Fraction of native interface contacts recovered in the model.

Parameters:

Name Type Description Default
model Protein

Predicted complex.

required
reference Protein

Native complex.

required
chain_a str | None

Which chain to compare on the receptor side. If None, uses the first protein chain shared between model and reference. Chain IDs must match between model and reference.

None
chain_b str | None

Which chain to compare on the partner side. See chain_a for default behavior.

None
cutoff float

Heavy-atom distance defining a contact (default 5 Å).

_FNAT_CUTOFF

Returns:

Type Description
float

fnat in [0, 1]. 1.0 = every native contact recovered.

irms

irms(
    model: Protein,
    reference: Protein,
    *,
    chain_a: str | None = None,
    chain_b: str | None = None,
) -> float

Interface RMSD — backbone RMSD over the interface residues only.

lrms

lrms(
    model: Protein,
    reference: Protein,
    *,
    chain_a: str | None = None,
    chain_b: str | None = None,
) -> float

Ligand RMSD — superpose the receptor (larger chain) and measure the ligand (smaller chain) RMSD.

gdt_ha

gdt_ha(model: Protein, reference: Protein) -> float

GDT-HA: high-accuracy variant of GDT-TS with tighter cutoffs.

Parameters:

Name Type Description Default
model Protein

The predicted structure.

required
reference Protein

The native / target structure.

required

Returns:

Type Description
float

GDT-HA in [0, 1]. Higher = better.

gdt_per_cutoff

gdt_per_cutoff(
    model: Protein,
    reference: Protein,
    *,
    cutoffs: tuple[float, ...] = _GDT_TS_CUTOFFS,
) -> dict[float, float]

Per-cutoff fractions used internally by GDT-TS / GDT-HA.

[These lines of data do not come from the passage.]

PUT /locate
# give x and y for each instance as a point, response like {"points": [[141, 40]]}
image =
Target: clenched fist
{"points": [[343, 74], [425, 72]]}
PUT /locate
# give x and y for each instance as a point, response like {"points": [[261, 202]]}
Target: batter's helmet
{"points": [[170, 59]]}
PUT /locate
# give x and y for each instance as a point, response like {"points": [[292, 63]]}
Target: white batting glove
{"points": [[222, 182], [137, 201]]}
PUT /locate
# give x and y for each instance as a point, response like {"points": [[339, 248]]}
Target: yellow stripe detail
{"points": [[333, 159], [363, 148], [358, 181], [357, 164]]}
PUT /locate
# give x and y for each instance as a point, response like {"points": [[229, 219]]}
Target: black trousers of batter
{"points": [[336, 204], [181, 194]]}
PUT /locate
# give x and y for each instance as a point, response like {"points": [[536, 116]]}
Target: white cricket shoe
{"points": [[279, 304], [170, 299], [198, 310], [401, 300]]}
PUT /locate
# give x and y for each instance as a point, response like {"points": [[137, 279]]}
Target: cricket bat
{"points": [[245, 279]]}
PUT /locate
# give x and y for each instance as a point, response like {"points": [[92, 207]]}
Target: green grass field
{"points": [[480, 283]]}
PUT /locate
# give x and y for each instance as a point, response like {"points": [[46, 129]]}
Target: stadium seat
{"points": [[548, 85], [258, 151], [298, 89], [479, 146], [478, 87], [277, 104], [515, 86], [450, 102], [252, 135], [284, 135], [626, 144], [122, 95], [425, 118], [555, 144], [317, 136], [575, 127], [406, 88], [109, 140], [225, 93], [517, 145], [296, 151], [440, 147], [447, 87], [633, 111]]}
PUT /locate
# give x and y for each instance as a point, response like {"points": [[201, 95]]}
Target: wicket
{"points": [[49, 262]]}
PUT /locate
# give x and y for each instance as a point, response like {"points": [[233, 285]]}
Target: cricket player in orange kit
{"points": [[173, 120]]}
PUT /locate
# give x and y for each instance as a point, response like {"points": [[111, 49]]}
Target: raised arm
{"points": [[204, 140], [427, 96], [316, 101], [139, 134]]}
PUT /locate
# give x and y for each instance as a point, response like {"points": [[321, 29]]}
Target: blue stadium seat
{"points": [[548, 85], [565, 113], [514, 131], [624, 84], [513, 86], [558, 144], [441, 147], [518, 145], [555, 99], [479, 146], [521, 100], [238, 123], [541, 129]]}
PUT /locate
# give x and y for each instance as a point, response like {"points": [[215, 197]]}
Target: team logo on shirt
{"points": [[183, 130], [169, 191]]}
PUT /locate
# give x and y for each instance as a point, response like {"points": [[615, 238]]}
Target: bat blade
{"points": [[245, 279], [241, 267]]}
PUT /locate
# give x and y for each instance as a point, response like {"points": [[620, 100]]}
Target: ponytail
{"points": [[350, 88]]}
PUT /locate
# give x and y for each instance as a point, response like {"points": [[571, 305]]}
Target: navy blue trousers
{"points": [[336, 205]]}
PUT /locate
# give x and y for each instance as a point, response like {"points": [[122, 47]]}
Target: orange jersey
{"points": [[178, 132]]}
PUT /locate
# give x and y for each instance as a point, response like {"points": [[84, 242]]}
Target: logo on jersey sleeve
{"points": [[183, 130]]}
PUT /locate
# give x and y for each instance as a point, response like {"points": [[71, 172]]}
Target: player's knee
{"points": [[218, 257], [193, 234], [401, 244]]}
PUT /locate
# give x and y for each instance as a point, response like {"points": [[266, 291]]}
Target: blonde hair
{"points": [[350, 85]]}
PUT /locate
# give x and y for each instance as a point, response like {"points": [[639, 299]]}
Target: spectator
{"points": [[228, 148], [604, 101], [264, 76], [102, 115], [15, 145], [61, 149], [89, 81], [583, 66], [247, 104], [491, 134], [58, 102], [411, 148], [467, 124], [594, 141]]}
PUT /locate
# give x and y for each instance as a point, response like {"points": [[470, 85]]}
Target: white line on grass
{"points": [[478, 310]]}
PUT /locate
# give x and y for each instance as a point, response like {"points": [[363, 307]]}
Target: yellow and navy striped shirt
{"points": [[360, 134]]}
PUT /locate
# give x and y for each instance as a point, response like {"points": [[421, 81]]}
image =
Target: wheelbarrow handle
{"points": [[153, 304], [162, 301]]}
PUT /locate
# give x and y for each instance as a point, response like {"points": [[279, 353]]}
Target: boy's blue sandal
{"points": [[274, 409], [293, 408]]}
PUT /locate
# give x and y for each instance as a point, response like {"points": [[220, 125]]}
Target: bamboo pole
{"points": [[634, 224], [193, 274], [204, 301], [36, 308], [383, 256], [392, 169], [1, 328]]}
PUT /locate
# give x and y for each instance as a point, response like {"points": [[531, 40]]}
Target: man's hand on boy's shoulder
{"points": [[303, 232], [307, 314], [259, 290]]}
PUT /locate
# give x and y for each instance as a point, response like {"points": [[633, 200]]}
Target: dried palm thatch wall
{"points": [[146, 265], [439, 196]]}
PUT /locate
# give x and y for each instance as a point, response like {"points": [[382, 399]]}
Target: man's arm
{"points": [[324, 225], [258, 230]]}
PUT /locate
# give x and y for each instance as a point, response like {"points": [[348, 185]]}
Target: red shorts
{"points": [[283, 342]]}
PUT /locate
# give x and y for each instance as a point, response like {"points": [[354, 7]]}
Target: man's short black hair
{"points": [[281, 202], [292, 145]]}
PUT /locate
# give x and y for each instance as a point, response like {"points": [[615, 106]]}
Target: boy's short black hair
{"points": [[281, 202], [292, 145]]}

Useful for plotting accuracy curves or building custom metrics.

Parameters:

Name Type Description Default
model Protein

Predicted structure to score.

required
reference Protein

Reference structure (e.g. native or experimental).

required
cutoffs tuple[float, ...]

Distance cutoffs in Å. Defaults to GDT-TS's (1, 2, 4, 8).

_GDT_TS_CUTOFFS

Returns:

Type Description
dict[float, float]

Dict mapping cutoff to fraction of residues within that cutoff

dict[float, float]

after optimal superposition.

gdt_ts

gdt_ts(model: Protein, reference: Protein) -> float

GDT-TS: the CASP standard metric for fold-level prediction quality.

Parameters:

Name Type Description Default
model Protein

The predicted structure.

required
reference Protein

The native / target structure.

required

Returns:

Type Description
float

GDT-TS in [0, 1]. Higher = better.

lddt_per_residue

lddt_per_residue(
    model: Protein,
    reference: Protein,
    *,
    inclusion_radius: float = 15.0,
    thresholds: tuple[float, ...] = _DEFAULT_THRESHOLDS,
) -> NDArray[np.float32]

Per-residue lDDT (the per-residue confidence pLDDT estimates).

Parameters:

Name Type Description Default
model Protein

Predicted structure.

required
reference Protein

Native / target structure.

required
inclusion_radius float

see :func:lddt.

15.0
thresholds tuple[float, ...]

see :func:lddt.

_DEFAULT_THRESHOLDS

Returns:

Type Description
NDArray[float32]

(n_residues,) float32 array. Residues with no pair partners

NDArray[float32]

within inclusion_radius get NaN.

tm_score

tm_score(
    model: Protein,
    reference: Protein,
    *,
    normalize_by: str = "reference",
) -> float

Compute TM-score between two CA-aligned structures.

Parameters:

Name Type Description Default
model Protein

The model (predicted / candidate) structure.

required
reference Protein

The reference (target / native) structure.

required
normalize_by str

Length used to compute d0 and as the denominator in the TM formula:

  • "reference" (default) — match the reference's length. Use this for "how good is the prediction relative to the target".
  • "model" — match the model's length. Use when you want "how much of the model agrees with the reference".
  • "shorter" / "longer" — the convention in some papers; uses min/max of the two lengths.
'reference'

Returns:

Type Description
float

TM-score in [0, 1]. Higher is better.

Raises:

Type Description
ValueError

If the structures don't have equal CA counts.